Blockbuster Trade for Quad, Transcontinental
SUSSEX, WI—In the sport of professional baseball, July means—among other things—the celebrated trading deadline. By the 31st of the month, teams deal away or acquire players based upon whether they think their clubs will be competitive and have a shot at reaching the postseason. Some teams trade players to cut costs, while others build for the future.
Well, last month a pair of printing companies beat the nonexistent deadline for trading away facilities. Two of the industry's heavy hitters, Quad/Graphics Inc. and Montreal-based Transcontinental Inc., made a rare swap that is expected to benefit both organizations. Quad/Graphics will acquire Transcontinental's Mexican operations and sell its Canadian operations to Transcontinental, with the exception of Quad/Graphics' Vancouver, British Columbia, facility. As part of the deal, Quad also receives a portion of Transcon's Canadian book printing business that is produced for U.S. export.
The transactions have been approved by the boards of directors of both companies and are subject to customary regulatory clearances. The definitive agreement allows for the transactions to close independently of each other, but both are expected to close this fall. Essentially, they are an exchange of assets.
"This agreement is a win-win for Quad/Graphics and Transcontinental, and one that will create long-term value for both companies," contends Joel Quadracci, chairman, president and CEO of Quad/Graphics. "We have long recognized the high growth potential in Mexico and South America. This acquisition supports our strategy to grow profitably in geographies and segments where we can be a market leader through a diverse product offering and a superior operating platform."
Transcontinental currently employs approximately 900 people among its three facilities in Azcapotzalco, Toluca and Xochimilco, Mexico, and forecasts to generate approximately US$70 million of revenues for fiscal year 2011.

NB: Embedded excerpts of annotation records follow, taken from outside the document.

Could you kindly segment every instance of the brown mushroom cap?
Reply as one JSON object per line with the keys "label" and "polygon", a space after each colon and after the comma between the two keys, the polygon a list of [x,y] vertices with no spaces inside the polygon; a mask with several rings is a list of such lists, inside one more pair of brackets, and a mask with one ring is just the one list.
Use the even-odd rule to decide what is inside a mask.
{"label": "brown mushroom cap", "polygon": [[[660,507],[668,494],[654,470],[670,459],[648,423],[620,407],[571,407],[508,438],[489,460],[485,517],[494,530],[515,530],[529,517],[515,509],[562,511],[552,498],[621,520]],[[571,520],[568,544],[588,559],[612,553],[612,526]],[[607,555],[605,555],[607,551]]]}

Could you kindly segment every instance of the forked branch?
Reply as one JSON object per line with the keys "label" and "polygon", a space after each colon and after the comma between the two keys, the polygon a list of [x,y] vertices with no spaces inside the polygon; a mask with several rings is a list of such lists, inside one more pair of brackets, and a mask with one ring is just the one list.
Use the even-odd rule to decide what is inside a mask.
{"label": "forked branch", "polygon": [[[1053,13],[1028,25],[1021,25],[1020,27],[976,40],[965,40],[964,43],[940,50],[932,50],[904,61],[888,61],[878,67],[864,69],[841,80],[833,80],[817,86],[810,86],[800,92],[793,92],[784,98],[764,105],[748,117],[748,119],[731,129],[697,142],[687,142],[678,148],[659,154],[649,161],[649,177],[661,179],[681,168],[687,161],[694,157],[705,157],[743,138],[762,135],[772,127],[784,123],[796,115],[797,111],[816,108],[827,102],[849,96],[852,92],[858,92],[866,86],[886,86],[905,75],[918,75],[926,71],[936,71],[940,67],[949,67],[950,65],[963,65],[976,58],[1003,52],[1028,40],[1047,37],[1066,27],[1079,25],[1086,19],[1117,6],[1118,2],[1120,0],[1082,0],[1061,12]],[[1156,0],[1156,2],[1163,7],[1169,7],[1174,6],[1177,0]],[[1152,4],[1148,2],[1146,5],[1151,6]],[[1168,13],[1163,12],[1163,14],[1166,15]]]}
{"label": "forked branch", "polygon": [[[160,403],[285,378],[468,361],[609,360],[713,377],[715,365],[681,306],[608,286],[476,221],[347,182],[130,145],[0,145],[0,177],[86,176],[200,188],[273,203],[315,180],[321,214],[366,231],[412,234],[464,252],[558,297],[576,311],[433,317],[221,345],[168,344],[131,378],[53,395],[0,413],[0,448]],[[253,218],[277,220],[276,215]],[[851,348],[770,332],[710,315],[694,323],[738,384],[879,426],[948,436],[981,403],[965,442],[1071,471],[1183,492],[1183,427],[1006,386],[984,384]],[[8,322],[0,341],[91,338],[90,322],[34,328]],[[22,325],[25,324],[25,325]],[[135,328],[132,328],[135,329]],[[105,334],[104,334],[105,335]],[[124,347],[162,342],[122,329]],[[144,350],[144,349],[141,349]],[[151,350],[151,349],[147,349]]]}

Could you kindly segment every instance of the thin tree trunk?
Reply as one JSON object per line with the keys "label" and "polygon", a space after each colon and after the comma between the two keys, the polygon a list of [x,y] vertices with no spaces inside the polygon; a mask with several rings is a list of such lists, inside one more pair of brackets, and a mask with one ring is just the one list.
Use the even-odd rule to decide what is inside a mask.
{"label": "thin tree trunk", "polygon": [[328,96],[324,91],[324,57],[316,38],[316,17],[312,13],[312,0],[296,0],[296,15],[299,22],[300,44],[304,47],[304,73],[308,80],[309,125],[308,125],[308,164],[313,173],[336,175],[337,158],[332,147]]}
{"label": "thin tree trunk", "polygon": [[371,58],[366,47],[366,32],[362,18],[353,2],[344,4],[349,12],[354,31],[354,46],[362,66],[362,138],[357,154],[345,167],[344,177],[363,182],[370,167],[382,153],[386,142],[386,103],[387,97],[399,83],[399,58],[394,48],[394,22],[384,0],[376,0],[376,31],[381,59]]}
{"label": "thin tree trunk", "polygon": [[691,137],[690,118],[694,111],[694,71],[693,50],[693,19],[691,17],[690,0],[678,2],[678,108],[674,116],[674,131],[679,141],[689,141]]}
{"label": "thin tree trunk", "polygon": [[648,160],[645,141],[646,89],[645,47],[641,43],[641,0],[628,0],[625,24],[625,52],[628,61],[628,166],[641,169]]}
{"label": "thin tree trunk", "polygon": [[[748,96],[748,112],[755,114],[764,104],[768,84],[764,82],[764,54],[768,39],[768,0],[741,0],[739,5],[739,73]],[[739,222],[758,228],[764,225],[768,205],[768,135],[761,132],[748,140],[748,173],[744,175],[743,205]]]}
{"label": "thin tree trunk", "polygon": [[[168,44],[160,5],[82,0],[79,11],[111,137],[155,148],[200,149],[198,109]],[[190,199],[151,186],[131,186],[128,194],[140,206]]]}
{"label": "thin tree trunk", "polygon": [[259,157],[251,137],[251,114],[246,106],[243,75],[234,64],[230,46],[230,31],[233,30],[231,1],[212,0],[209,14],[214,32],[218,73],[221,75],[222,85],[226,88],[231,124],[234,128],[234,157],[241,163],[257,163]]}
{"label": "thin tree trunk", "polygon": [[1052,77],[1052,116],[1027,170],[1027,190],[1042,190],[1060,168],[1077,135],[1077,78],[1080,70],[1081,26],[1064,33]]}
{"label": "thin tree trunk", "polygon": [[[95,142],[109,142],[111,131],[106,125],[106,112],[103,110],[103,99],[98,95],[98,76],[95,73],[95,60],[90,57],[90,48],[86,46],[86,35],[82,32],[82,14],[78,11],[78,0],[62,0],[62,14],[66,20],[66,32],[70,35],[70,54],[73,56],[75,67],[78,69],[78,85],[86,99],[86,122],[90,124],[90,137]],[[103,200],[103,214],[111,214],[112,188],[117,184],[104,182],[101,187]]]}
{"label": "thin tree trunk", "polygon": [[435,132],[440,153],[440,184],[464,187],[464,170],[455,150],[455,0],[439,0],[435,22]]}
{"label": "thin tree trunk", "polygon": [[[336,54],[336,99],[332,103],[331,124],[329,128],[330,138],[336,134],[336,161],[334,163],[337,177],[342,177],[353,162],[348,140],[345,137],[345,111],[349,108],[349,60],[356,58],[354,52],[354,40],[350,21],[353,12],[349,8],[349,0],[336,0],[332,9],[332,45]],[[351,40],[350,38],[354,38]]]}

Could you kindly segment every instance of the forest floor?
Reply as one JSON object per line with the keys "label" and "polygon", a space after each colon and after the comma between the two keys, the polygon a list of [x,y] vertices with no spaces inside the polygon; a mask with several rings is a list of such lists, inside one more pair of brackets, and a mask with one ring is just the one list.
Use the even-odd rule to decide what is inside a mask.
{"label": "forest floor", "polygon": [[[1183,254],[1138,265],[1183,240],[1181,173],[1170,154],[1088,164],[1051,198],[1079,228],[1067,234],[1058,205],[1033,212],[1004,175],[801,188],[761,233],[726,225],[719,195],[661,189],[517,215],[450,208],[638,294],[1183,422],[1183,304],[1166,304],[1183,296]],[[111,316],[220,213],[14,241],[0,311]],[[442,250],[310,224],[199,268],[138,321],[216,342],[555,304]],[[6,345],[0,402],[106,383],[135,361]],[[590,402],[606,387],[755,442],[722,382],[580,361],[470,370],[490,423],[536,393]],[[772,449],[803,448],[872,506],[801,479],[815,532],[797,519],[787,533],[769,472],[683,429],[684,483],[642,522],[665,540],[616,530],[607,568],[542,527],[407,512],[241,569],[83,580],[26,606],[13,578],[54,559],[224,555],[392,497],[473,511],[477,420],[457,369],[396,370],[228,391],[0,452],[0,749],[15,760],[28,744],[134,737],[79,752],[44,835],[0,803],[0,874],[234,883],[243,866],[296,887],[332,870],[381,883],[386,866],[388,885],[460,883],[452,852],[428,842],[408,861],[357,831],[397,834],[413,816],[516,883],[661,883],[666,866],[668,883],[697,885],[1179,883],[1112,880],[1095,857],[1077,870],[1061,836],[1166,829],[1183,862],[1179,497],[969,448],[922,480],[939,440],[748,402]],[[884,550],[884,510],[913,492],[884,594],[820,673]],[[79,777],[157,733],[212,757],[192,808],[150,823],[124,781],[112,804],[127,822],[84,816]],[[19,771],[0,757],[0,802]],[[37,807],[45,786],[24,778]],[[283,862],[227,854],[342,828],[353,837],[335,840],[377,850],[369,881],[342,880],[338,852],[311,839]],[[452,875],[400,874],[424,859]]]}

"Through this transaction, we will be redeploying our capital to the emerging market in Mexico, which has a growing middle class and a population more than three times the size of Canada," Quadracci points out. "To drive growth in Canada would have required a substantial capital investment. Canada is a lower growth, highly competitive print market with excess capacity. That market reality, combined with declining revenues and earnings, and along with the underfunded pension obligations of the Canadian business, makes Canada a less compelling long-term value creation opportunity for us compared to Mexico."